Gene regulation by steroid hormone receptors depends on the particular character of the DNA response element, the array of neighboring transcription factors, and recruitment of coactivators that interface with the transcriptional machinery. We are studying these complex interactions for the androgen-dependent enhancer of the mouse sex-limited protein (Slp) gene. This enhancer has, in addition to multiple androgen receptor (AR)-binding sites, a central region (FPIV) with a binding site for the ubiquitous transcription factor Oct-1 that appears crucial for hormonal regulation in vivo. To examine the role of Oct-1 in androgen-specific gene activation, we tested the interaction of Oct-1 with AR versus glucocorticoid receptor (GR) in vivo and in vitro. Oct-1 coimmunoprecipitated from cell lysates with both AR and GR, but significant association with AR required both proteins to be DNA-bound.

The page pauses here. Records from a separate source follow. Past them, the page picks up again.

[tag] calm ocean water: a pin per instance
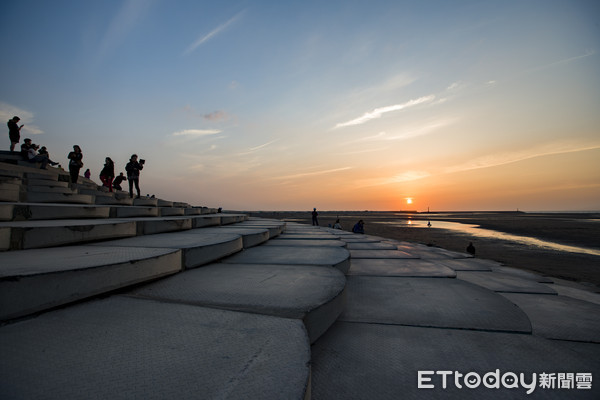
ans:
(475, 230)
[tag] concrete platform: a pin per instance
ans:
(198, 248)
(48, 233)
(312, 294)
(375, 361)
(440, 303)
(250, 236)
(36, 211)
(124, 348)
(399, 267)
(387, 254)
(335, 257)
(468, 264)
(39, 279)
(501, 282)
(560, 317)
(306, 242)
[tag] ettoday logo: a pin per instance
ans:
(508, 380)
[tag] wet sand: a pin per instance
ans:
(568, 229)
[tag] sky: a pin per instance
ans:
(460, 105)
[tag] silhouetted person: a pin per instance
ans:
(133, 169)
(108, 173)
(359, 227)
(471, 248)
(14, 132)
(118, 180)
(75, 163)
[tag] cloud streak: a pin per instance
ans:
(378, 112)
(197, 132)
(205, 38)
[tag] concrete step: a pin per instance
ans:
(198, 247)
(37, 211)
(41, 197)
(124, 348)
(40, 279)
(38, 234)
(312, 294)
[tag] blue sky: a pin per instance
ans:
(328, 104)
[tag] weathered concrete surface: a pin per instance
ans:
(399, 267)
(335, 257)
(441, 303)
(377, 361)
(39, 279)
(124, 348)
(560, 317)
(312, 294)
(198, 248)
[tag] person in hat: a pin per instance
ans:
(14, 132)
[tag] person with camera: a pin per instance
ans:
(133, 169)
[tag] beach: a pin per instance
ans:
(572, 230)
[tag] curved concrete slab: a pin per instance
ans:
(48, 233)
(250, 236)
(312, 294)
(560, 317)
(467, 264)
(124, 348)
(305, 242)
(388, 254)
(335, 257)
(371, 246)
(499, 282)
(372, 361)
(39, 279)
(442, 303)
(399, 267)
(197, 248)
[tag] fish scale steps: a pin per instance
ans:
(144, 299)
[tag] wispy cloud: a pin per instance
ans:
(314, 173)
(494, 160)
(197, 132)
(257, 148)
(7, 111)
(205, 38)
(378, 112)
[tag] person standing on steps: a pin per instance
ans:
(133, 169)
(14, 132)
(108, 173)
(75, 163)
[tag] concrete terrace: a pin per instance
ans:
(104, 297)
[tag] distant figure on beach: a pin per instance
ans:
(118, 180)
(34, 157)
(471, 248)
(14, 132)
(359, 227)
(75, 163)
(133, 169)
(108, 173)
(25, 149)
(315, 214)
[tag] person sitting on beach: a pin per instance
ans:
(359, 227)
(118, 180)
(108, 173)
(34, 157)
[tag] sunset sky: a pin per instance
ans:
(338, 105)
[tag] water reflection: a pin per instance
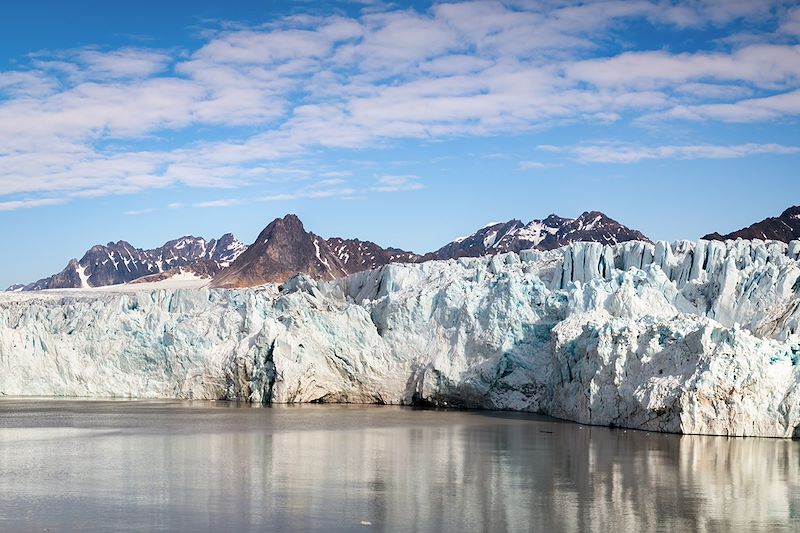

This was confirmed by sensitivity of the protein association to treatment with ethidium bromide or micrococcal nuclease. Addition of DNA to micrococcal nuclease-treated samples restored interaction, even when binding sites were on separate DNA molecules, suggesting association was due to direct protein-protein interaction and not indirect tethering via the DNA. AR/GR chimeras revealed that interaction of the N and C termini of AR was required to communicate the DNA-bound state that enhances interaction with Oct-1. Protease digestion assays of hormone-bound receptors revealed further conformational changes in the ligand binding domain of AR, but not GR, upon DNA binding. Furthermore, these conformational changes led to increased interaction with the coactivator SRC-1, via the NID 4 domain, suggesting DNA binding facilitates recruitment of SRC-1 by the AR-Oct-1 complex. Altogether, these results suggest that the precise arrangement of binding sites in the Slp enhancer ensures proper hormonal response by imposing differential interactions between receptors and Oct-1, which in turn contributes to SRC-1 recruitment to the promoter.